Lessons from PCSK9, and How We Know Where to Go in Drug Discovery

This article first appeared in the Timmerman Report.

What drug development lessons should we take from the PCSK9 story? That might depend on how and why we know what we know.

The recent news about Amgen’s anti-PCSK9 antibody evolocumab (Repatha) and its effects on cardiovascular outcomes—the FOURIER trial—added another fascinating chapter to the story of how human genetics is becoming more entwined with drug development. It also jogged my curiosity once again in some old liberal arts late night dorm-room discussions about epistemology, the theory of how we reach rational belief.

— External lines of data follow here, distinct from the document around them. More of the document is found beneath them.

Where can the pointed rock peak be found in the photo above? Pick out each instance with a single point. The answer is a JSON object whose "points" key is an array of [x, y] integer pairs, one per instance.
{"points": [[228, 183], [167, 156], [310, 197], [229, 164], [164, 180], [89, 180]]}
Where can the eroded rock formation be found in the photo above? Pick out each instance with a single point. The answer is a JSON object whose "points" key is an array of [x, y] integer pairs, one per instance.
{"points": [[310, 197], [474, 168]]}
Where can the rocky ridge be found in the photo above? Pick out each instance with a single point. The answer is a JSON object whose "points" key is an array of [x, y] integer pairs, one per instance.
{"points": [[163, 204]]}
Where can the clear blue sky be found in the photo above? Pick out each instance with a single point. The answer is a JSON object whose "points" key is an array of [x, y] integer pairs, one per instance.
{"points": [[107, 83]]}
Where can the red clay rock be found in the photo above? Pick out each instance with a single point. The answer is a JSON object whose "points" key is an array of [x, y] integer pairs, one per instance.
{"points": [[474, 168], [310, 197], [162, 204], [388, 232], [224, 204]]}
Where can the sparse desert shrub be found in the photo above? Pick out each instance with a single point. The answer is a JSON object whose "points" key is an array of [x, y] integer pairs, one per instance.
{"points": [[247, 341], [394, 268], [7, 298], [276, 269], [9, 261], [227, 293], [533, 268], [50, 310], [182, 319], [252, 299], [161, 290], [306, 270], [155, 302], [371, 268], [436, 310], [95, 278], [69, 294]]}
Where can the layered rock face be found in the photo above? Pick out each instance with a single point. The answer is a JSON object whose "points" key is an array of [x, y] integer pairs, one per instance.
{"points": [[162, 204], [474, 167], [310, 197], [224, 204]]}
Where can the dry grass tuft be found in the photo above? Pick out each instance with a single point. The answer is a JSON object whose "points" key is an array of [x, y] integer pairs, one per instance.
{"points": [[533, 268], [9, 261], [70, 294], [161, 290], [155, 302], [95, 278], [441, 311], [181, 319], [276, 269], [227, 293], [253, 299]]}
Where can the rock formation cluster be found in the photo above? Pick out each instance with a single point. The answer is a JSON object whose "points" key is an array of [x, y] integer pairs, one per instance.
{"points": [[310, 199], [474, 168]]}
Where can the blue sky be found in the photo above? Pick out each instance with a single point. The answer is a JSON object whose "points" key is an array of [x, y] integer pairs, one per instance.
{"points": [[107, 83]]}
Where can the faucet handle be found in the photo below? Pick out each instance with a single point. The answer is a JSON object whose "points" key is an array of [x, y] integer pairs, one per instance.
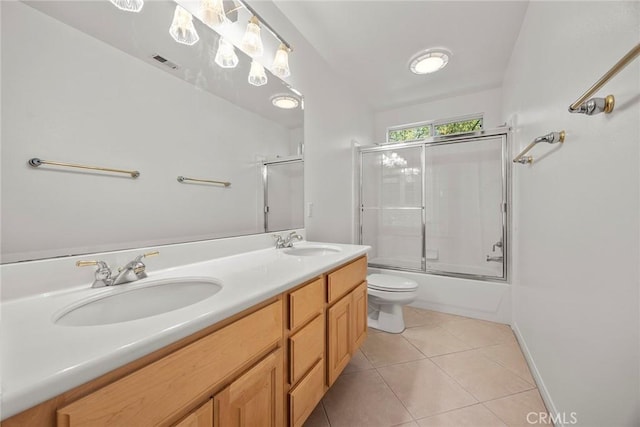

How do we collect biomedical knowledge? How do we know what we know about biology, about the genes and proteins and networks and physiology and other phenotypes that we’ve built into models and hairballs and devilishly detailed flowcharts over the past few centuries?  And why do we have the current body of facts that we do?

Targeting PCSK9 represents the most prominent example of using human genetics to identify new drug targets. There are others in the works (Sclerostin and APOC3 come to mind) and they herald an exciting new period of drug development in which the process will be expedited by the existence and study of humans with variants, functional and non-, in these targets. If you have a human being, or a closely related cohort of people, who have a certain gene mutation that keeps their cholesterol low and doesn’t appear to cause any detrimental health effects, you have a pretty powerful predictive human model for a drug (See TR contributor Robert Plenge’s case for a “Human Knockout Project”). With this kind of biological information in hand, setting priorities for drug discovery gets easier.

But the commentary following the presentation of FOURIER showed many are underwhelmed. As Plenge points out in an excellent blog post, people are disappointed by the relatively modest gains in cardiovascular outcomes and the implications for blockbuster status (or lack thereof) for Evolocumab and Alirocumab, the competing antibody from Regeneron Pharmaceuticals and Sanofi. However, Plenge points out, the drug development process of going from human mutants (over-expressors and, eventually, under-expressors of PCSK9) to a drug worked quite well on many levels. Dosing was improved, pre-clinical models were leveraged for specific hypothesis tests rather than broad (and possibly meaningless) demonstrations of efficacy, and clinical endpoints were informed by human biology.

As a trained geneticist, I love this terrific biological story. But I can’t dismiss the criticisms either, which brings me back to the question of knowledge. Human genetics will provide an orthogonal method of identifying targets, and will make the overall process more efficient. I wonder though: will it be enough to make a real dent in the problems facing the drug development enterprise? Or will it instead end up helping incrementally when we really need quantum leaps to help with clinical success, pricing and curing patients? And I think the answer comes back to epistemology. How and why do we in biology know what we know?

I’m going to focus on gene-centric discovery here. It’s my background and serves as a relevant example given the current drug development paradigm of focusing on specific gene targets. So: here’s a question a bioinformaticist friend and I debated while we were at a former company. Why do we know so much about some genes and so little about others? This was of particular importance because we had been directed to find novel targets. See the catch-22, though? Novel targets by definition have little known about them, and those making decisions were often leery of investing millions of dollars in a target with a skimpy data package. This, by the way, is one big positive when using human genetics and an allelic series, and is highlighted by PCSK9. That gene had been poorly studied before but human genetics allowed a quick ramp-up in understanding of its biology and role.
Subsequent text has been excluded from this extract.